Duke University School of Medicine, Durham, NC, USA; Duke Institute for Health Innovation, Durham, NC, USA.
Duke Institute for Health Innovation, Durham, NC, USA.
Int J Med Inform. 2021 Jul;151:104466. doi: 10.1016/j.ijmedinf.2021.104466. Epub 2021 Apr 16.
The primary purpose of this work is to systematically assess the performance trade-offs on clinical prediction tasks of four diagnosis code groupings: AHRQ-Elixhauser, Single-level CCS, truncated ICD-9-CM codes, and raw ICD-9-CM codes.
We used two distinct datasets from different geographic regions and patient populations and train models for three prediction tasks: 1-year mortality following an ICU stay, 30-day mortality following surgery, and 30-day complication following surgery. We run multiple commonly-used binary classification models including penalized logistic regression, random forest, and gradient boosted trees. Model performance is evaluated using the Area Under the Receiver Operating Characteristic (AUROC) and the Area Under the Precision-Recall Curve (AUCPR).

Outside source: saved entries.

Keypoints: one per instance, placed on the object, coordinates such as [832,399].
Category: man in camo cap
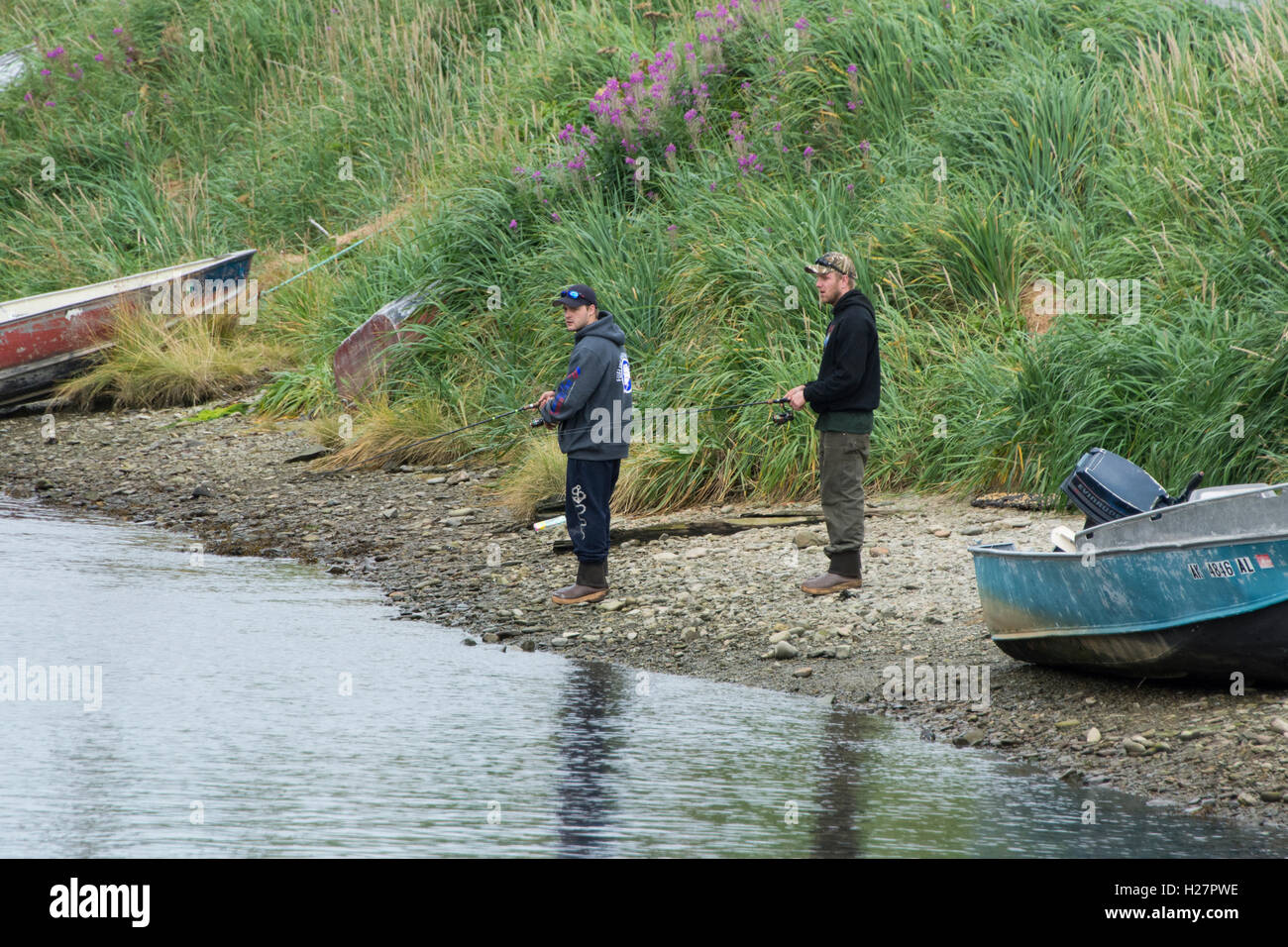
[845,394]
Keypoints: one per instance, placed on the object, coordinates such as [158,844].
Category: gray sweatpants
[841,458]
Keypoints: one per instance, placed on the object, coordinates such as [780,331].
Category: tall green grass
[958,151]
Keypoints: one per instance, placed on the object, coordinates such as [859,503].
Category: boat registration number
[1224,569]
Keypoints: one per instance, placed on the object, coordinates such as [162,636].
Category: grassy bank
[960,153]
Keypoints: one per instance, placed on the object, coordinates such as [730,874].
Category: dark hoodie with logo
[849,377]
[592,403]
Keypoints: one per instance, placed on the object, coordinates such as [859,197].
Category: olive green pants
[841,458]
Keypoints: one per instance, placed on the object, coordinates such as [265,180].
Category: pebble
[1132,748]
[785,651]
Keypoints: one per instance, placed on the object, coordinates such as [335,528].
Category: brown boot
[591,585]
[844,573]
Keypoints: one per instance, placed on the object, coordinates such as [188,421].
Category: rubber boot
[844,573]
[591,585]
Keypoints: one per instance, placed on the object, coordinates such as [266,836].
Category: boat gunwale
[111,287]
[1127,629]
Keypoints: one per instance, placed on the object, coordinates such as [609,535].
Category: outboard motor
[1106,487]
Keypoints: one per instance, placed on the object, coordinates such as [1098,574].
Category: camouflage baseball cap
[840,263]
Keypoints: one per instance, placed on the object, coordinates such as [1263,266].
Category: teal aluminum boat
[1198,587]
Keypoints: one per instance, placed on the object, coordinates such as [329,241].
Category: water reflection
[220,688]
[844,757]
[590,699]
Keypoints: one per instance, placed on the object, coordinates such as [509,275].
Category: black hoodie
[849,376]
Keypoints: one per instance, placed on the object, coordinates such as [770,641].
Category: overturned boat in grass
[360,363]
[1151,586]
[48,338]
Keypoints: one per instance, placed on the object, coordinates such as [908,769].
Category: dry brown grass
[385,433]
[151,365]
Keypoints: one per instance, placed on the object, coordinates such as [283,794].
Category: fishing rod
[782,418]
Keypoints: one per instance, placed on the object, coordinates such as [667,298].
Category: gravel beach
[722,607]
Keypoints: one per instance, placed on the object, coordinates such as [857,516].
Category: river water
[259,707]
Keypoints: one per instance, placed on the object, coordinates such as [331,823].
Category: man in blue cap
[592,410]
[845,394]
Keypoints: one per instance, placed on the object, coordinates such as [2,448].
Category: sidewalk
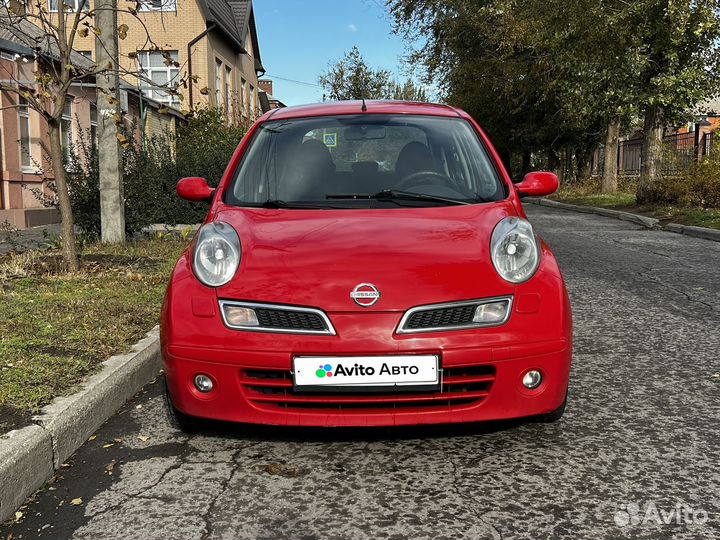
[32,238]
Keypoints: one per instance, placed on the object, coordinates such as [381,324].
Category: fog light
[492,312]
[203,383]
[239,316]
[532,379]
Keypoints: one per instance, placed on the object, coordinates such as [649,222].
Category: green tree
[680,46]
[408,91]
[550,75]
[50,38]
[351,78]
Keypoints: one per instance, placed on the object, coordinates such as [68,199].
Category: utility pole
[112,202]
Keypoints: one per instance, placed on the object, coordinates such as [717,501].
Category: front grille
[450,316]
[282,318]
[298,320]
[461,386]
[435,318]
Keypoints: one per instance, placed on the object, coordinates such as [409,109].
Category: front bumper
[482,367]
[257,388]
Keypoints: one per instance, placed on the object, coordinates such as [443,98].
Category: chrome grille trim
[401,329]
[329,330]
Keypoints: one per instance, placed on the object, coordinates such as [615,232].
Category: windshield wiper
[279,203]
[390,194]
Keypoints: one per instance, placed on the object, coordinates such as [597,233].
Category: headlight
[514,250]
[217,254]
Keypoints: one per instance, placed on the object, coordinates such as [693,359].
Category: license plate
[363,372]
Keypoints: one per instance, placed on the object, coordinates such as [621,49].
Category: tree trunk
[526,163]
[651,157]
[67,221]
[555,164]
[112,202]
[609,178]
[505,157]
[583,158]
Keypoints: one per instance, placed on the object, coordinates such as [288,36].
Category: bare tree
[49,37]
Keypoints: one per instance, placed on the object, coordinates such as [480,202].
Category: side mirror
[538,184]
[194,189]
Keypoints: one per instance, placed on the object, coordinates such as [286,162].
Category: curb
[697,232]
[648,223]
[29,456]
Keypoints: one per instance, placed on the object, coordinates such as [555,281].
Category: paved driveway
[638,447]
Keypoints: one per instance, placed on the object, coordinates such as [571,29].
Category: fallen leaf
[273,468]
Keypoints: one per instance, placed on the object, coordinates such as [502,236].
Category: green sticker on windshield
[330,139]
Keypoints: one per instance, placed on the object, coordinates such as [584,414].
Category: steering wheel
[427,178]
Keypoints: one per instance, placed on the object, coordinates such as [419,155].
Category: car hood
[414,256]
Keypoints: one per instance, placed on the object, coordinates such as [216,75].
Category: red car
[366,264]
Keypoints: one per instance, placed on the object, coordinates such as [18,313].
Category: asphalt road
[637,454]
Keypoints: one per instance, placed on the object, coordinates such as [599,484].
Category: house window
[25,135]
[218,82]
[153,66]
[73,5]
[228,90]
[66,130]
[93,125]
[243,96]
[158,5]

Single-level CCS, truncated codes, and raw codes significantly outperformed AHRQ-Elixhauser ICD grouping when predicting 30-day postoperative complication and one-year mortality after ICU admission. The performance across groupings was more similar in the 30-day postoperative mortality prediction task.
Single-level CCS groupings represent aggregations of raw codes into meaningful clinical concepts and consistently balance interoperability between ICD-9-CM and ICD-10-CM while maintaining strong model performance as measured by AUROC and AUCPR. Key limitations include experimentation across two datasets and three prediction tasks, which although were well labeled and sufficiently prevalent, do not encompass all modeling tasks and outcomes.
Single-level CCS groupings may serve as a good baseline for future models that incorporate diagnosis codes as features in clinical prediction tasks. Code and a compute environment summary are provided along with the analyses to enable reproducibility and to support future research.
本研究旨在系统评估四种诊断代码分组在临床预测任务中的性能权衡:AHRQ-Elixhauser、单级 CCS、截断 ICD-9-CM 代码和原始 ICD-9-CM 代码。
我们使用了来自不同地理区域和患者群体的两个不同数据集,并为三个预测任务训练模型:1. 入住 ICU 后的 1 年死亡率;2. 手术后 30 天死亡率;3. 手术后 30 天并发症。我们运行了多个常用的二分类模型,包括惩罚逻辑回归、随机森林和梯度提升树。使用接收者操作特征曲线下的面积(AUROC)和精度-召回曲线下的面积(AUCPR)评估模型性能。
在预测 30 天术后并发症和 ICU 入住后 1 年死亡率方面,单级 CCS、截断代码和原始代码明显优于 AHRQ-Elixhauser ICD 分组。在预测 30 天术后死亡率任务中,分组之间的性能更为相似。
单级 CCS 分组将原始代码聚合为有意义的临床概念,并在保持与 ICD-10-CM 的互操作性的同时,始终保持强大的模型性能(通过 AUROC 和 AUCPR 衡量)。主要限制包括在两个数据集和三个预测任务上进行实验,尽管这些数据集和任务标记良好且足够普遍,但并不包含所有建模任务和结果。
单级 CCS 分组可能成为未来将诊断代码作为临床预测任务特征纳入模型的良好基准。提供了代码和计算环境摘要,以实现可重复性并支持未来的研究。